Macquarie deputy vice-chancellor (international), Professor Jim Lee, said while the university and Navitas had enjoyed a long and successful partnership, the university had evolved and grown to a stage where the time was right for it to establish its own pathway college.
"Now in our 50th year, Macquarie has matured into a well-known and highly regarded research-intensive university." he said.
"Given our trajectory and our new strategic framework under the guidance of a new vice-chancellor and leadership team, it makes perfect sense to invest in our own pathway college, as many other prestigious universities have done before us."
Professor Lee said the university would work closely with Navitas to ensure the administrative change did not affect current students.
Students enrolled in SIBT prior to the opening of the new college would still be eligible to transition to Macquarie upon successful completion of their pathway studies.
Navitas chief executive Rod Jones said the loss of SIBT's capacity to deliver programs on Macquarie University's North Ryde campus was disappointing and would likely result in a one-off decline in growth in university programs earnings which would impact the second half of FY2016 and the first half of FY2017.
"It is expected that this impact will be mitigated by other growth initiatives," he said.

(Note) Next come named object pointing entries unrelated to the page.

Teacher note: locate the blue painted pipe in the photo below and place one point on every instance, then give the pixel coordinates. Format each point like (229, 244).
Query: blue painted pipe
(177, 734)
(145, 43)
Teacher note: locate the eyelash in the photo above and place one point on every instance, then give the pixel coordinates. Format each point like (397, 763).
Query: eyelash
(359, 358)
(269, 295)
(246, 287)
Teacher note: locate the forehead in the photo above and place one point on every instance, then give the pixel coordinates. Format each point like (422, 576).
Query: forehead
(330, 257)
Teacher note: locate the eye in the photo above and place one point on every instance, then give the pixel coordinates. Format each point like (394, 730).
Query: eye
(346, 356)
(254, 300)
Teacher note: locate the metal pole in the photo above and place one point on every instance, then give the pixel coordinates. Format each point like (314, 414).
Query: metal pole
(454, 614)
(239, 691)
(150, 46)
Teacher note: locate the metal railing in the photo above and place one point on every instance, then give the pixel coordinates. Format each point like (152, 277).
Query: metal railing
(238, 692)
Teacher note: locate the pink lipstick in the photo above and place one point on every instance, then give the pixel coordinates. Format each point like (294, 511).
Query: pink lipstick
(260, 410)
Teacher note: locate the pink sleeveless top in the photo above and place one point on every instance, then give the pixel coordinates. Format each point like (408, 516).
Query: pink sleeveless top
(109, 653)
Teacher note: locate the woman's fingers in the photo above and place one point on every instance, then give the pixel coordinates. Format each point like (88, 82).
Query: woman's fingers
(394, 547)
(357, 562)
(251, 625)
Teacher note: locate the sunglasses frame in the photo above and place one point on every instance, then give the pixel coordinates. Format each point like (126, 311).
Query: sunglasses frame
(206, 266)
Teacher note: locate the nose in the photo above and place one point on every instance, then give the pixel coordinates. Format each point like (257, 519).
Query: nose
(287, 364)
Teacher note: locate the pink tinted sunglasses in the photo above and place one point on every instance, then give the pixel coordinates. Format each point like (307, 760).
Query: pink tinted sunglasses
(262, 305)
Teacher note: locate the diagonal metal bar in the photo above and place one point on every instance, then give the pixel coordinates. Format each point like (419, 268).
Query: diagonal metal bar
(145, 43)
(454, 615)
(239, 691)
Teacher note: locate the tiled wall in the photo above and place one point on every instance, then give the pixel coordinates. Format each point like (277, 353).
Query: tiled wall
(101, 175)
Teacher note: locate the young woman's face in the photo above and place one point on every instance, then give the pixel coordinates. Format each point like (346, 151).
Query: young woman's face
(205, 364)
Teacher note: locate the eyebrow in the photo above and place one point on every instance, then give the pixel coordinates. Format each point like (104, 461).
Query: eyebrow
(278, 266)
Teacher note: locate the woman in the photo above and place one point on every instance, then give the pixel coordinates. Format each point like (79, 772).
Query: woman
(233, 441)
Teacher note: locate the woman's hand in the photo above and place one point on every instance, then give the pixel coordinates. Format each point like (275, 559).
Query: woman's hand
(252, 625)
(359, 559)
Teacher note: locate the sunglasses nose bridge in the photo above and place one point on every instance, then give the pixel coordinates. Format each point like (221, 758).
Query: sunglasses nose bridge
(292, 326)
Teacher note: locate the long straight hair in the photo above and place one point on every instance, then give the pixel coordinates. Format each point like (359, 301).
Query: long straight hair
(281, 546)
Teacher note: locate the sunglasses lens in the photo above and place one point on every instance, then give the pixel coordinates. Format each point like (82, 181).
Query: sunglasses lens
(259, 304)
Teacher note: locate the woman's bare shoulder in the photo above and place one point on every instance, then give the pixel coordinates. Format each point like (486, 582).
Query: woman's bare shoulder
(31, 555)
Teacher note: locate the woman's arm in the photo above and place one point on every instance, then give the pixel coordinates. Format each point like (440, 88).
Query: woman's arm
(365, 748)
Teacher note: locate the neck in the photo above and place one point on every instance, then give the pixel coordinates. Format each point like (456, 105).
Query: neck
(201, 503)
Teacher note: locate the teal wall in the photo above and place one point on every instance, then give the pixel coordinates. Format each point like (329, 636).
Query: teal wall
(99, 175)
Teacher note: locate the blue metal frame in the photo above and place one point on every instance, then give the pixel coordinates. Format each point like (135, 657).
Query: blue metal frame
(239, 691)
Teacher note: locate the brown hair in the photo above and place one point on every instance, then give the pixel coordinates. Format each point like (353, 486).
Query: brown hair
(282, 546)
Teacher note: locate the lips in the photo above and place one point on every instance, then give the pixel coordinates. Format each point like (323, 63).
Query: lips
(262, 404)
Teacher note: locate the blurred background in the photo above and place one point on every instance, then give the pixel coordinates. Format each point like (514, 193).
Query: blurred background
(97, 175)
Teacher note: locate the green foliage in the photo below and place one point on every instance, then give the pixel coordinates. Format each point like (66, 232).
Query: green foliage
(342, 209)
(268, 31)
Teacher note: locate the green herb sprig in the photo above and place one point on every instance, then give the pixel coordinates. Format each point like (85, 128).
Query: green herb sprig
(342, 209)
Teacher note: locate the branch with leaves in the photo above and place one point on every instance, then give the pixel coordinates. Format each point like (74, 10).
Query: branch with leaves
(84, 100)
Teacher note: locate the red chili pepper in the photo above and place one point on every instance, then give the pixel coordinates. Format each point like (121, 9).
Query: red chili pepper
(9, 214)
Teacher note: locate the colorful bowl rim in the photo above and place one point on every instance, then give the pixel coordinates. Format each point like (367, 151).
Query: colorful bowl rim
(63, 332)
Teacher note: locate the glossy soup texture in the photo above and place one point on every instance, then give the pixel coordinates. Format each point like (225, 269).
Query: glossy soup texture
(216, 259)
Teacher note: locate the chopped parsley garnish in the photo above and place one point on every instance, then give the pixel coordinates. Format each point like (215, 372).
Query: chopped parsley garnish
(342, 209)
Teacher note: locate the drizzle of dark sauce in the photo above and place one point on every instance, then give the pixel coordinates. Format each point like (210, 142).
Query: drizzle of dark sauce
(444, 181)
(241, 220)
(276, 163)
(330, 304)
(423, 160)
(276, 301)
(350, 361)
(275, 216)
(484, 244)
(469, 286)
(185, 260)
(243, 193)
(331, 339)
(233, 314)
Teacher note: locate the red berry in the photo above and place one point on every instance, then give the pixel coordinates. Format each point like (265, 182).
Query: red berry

Mr Jones reaffirmed previous EBITDA guidance for the recently ended financial year but warned of a one-off, non-cash goodwill impairment charge of up to $40 million.
The news sent Navitas shares plummeting more than 30 per cent as investors feared the decision called in to question the company's entire business model and speculated that other institutions might follow Macquarie's lead.
The slump wiped about $1 billion off the company’s market capitalisation and shaved about $100 million off Mr Jones’ personal net worth, based on his 12 per cent stake in the company.
However Mr Jones defended the company's University Programs business model, saying it continued to enjoy growing enrolments.
"Navitas' broader growth strategy across University Programs, SAE and Professional and English Programs will continue to deliver value for students, partners and shareholders well into the future," he said.
Navitas shares closed down $2.18, or 30.97 per cent, at $4.86 after touching an intraday low of $4.43.